Just as duty of care actions under state corporate law arise in different contexts, so too do duty of care actions in the banking setting. Some arise from the alleged failure of bankers to oversee the bank, while others arise from allegedly poor banker decisions.
Because the standard of liability can vary depending upon the context, it is often a misleading oversimplification to frame the banker liability debate in any particular jurisdiction as a binary choice between negligence and gross negligence. Indeed, the standard of liability can vary by claim within a single state. For example, courts often review claims arising in the oversight context more rigorously than they would review claims that the directors or officers made a poor substantive decision. Similarly, courts may review claims about deficiencies in the decision-making process more rigorously than claims that the decision itself was substantively deficient. Moreover, the standard for any particular claim may require something other than a negligence or gross negligence showing.
We believe that because duty of care liability is more nuanced than negligence versus gross negligence, the application of FIRREA and Atherton to duty of care claims in the banking setting is more complicated than commentators have appreciated.
Finally, because duty of care claims arise in different contexts, and because standards of liability for such claims are defined by state law, FDIC guidelines that ignore context and suggest a nationwide standard of liability are inaccurate.

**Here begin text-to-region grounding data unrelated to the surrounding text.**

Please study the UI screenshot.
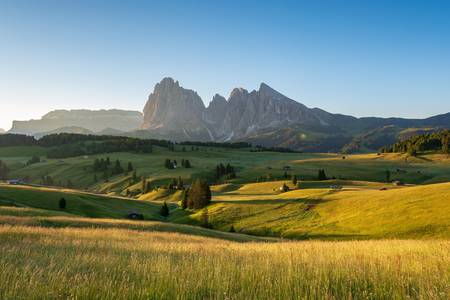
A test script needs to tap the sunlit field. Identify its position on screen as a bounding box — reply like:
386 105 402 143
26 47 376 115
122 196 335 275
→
1 223 449 299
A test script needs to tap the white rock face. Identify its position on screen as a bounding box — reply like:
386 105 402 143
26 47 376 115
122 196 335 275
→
142 78 331 141
141 77 211 141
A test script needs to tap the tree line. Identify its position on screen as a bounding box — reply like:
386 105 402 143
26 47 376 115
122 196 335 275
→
380 130 449 155
215 163 236 180
0 133 175 158
164 158 192 169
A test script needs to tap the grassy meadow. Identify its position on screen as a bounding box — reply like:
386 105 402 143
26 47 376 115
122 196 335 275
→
179 181 450 239
1 145 450 299
0 206 449 299
2 146 450 195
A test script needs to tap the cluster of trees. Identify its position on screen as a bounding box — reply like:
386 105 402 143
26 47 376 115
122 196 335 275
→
168 177 185 190
46 138 155 159
26 155 41 166
41 175 55 186
93 157 134 183
180 159 191 168
380 130 449 156
165 159 192 169
0 160 9 180
0 133 177 159
215 163 236 180
0 134 36 147
181 179 211 209
251 145 301 153
318 169 327 181
179 141 251 149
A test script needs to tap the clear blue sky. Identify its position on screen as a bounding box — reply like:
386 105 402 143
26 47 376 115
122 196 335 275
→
1 0 449 130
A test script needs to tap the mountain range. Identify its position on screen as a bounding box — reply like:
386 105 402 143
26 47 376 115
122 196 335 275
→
7 77 450 152
8 109 143 136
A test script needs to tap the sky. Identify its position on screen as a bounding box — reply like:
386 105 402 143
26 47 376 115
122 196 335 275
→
1 0 449 131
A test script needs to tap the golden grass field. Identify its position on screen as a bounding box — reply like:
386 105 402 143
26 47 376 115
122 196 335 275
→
1 150 449 299
0 208 449 300
183 181 450 239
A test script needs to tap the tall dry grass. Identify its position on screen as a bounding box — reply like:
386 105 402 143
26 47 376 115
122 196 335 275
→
1 225 449 299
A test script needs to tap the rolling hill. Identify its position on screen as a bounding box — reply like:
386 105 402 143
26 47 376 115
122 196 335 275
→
180 181 450 239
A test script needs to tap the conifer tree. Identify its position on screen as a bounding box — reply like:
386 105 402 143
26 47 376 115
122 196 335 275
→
141 176 147 193
160 201 170 217
59 197 66 209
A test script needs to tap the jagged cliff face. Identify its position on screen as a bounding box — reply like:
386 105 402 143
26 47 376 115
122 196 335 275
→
9 109 143 135
141 78 212 141
208 83 325 140
143 78 330 142
140 77 450 151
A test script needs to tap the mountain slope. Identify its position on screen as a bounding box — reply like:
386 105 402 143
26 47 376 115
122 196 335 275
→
9 109 143 135
140 78 449 151
142 78 214 141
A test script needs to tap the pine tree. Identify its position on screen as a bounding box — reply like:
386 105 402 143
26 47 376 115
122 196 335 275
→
106 157 111 165
184 160 191 168
59 197 66 209
318 169 327 181
229 225 236 233
141 176 147 193
132 170 137 182
165 158 173 169
160 201 170 217
187 179 211 209
292 175 298 186
127 162 133 172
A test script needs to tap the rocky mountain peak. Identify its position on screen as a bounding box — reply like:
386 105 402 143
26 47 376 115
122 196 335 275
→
229 87 249 99
157 77 179 89
141 77 210 140
211 93 227 105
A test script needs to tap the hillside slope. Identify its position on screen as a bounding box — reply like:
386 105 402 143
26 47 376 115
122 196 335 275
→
180 181 450 239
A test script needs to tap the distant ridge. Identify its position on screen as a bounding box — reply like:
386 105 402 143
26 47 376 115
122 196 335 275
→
8 109 143 136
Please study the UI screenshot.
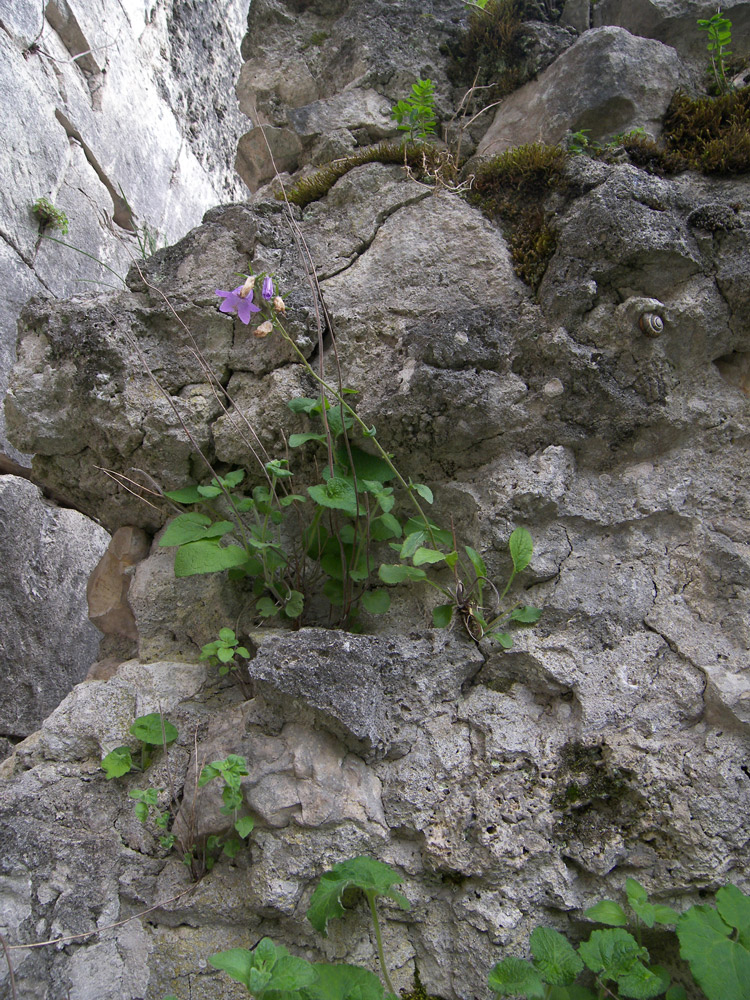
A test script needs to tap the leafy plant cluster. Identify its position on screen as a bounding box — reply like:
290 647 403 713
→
160 272 541 647
391 79 438 143
198 858 750 1000
100 713 254 878
32 196 69 235
697 8 735 95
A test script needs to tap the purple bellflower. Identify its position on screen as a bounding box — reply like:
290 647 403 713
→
215 280 260 325
262 276 274 300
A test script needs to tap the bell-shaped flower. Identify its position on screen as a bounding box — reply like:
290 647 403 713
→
262 276 274 300
215 284 260 325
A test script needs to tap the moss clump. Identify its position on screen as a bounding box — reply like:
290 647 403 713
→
469 142 567 289
622 87 750 176
279 141 446 208
446 0 562 102
551 742 630 813
400 966 447 1000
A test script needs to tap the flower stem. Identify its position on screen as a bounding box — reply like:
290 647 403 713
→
366 890 397 998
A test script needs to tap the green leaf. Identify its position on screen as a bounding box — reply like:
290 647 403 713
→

The guidelines are also inconsistent with the FDIC’s practice of aggressively pursuing state law claims. We recommend that the FDIC update its guidelines to help bankers understand this complexity and to allow them to accurately gauge their risk of exposure under the FDIC’s current litigation practices.
Our article integrates the academic literature on the duty of care in the general corporate setting with the literature on the duty of care in the banking setting. It shows that, just as in corporate law, in banking the context of the claim matters. This moves the discussion beyond the simplistic negligence versus gross negligence debate that pervades discussions of bankers’ duty of care.